Child-labor law got a lot more attention starting in 2023 after a wave of reporting showed migrant minors working overnight shifts at slaughterhouses, auto plants, and fast food chains. DOL enforcement actions have climbed every year since. For 2026, the agency has child-labor compliance listed as a top strategic priority, and the civil money penalty for a serious child-labor violation is $15,138 per minor involved. For employers, the rules haven't shifted much since the 1938 Fair Labor Standards Act, but enforcement and scrutiny have.

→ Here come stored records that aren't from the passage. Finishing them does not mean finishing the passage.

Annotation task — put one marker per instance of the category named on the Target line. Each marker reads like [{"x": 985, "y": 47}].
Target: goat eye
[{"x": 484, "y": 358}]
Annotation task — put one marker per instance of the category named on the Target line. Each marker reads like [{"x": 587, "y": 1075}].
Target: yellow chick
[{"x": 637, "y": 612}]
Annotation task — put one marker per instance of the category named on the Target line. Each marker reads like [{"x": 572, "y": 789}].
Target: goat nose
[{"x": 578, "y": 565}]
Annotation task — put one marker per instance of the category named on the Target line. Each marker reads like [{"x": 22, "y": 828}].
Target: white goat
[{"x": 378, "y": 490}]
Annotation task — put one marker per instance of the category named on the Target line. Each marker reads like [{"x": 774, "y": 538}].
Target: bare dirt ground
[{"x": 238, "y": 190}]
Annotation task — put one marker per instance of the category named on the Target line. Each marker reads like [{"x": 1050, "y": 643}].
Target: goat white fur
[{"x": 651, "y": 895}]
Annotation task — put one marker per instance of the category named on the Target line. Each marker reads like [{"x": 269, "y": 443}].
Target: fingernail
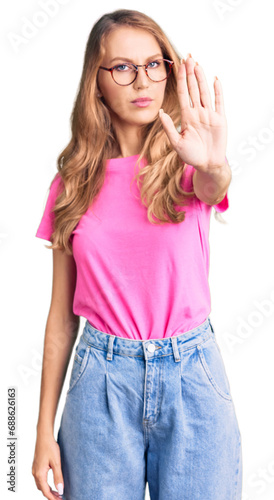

The FLSA Federal Baseline for Child Labor The FLSA sets three age bands. Workers under 14 can't generally be employed in non-agricultural work, with narrow exceptions for newspaper delivery, entertainment, and family businesses. Workers aged 14 and 15 can work limited hours in specific non-hazardous jobs, with hour limits during school days and school weeks. Workers aged 16 and 17 can work unlimited hours in most jobs, but 17 occupations classified as hazardous (roofing, operating certain machinery, mining) remain off-limits until age 18.
The hour limits for 14 and 15-year-olds are specific: no more than 3 hours on a school day, 18 hours in a school week, 8 hours on a non-school day, and 40 hours in a non-school week. No work before 7 a.m. or after 7 p.m. during the school year (9 p.m. from June 1 to Labor Day).
State Laws That Go Beyond Federal Rules States set their own child-labor rules, and many are stricter than the FLSA. Some states lowered minimum ages in 2023 and 2024 (Iowa, Arkansas, Florida) while others raised penalties and tightened work permit rules (California, Washington, New Jersey). An employer with multi-state operations has to know both the federal floor and each state ceiling.
Work permit requirements vary. About 40 states require minors to obtain an employment certificate or "working papers" before starting a job, typically from the school district. Agricultural exemptions are broader than non-agricultural ones in most states.
What Counts as a Hazardous Job for Minors? The DOL publishes 17 Hazardous Occupation Orders covering non-agricultural work and 11 for agricultural work. The lists include operating power-driven meat processing equipment, roofing, excavation, driving motor vehicles as a primary duty, and working with certain chemicals. The full list sits at the DOL website, and the penalty for violations of these rules is higher than standard child-labor penalties.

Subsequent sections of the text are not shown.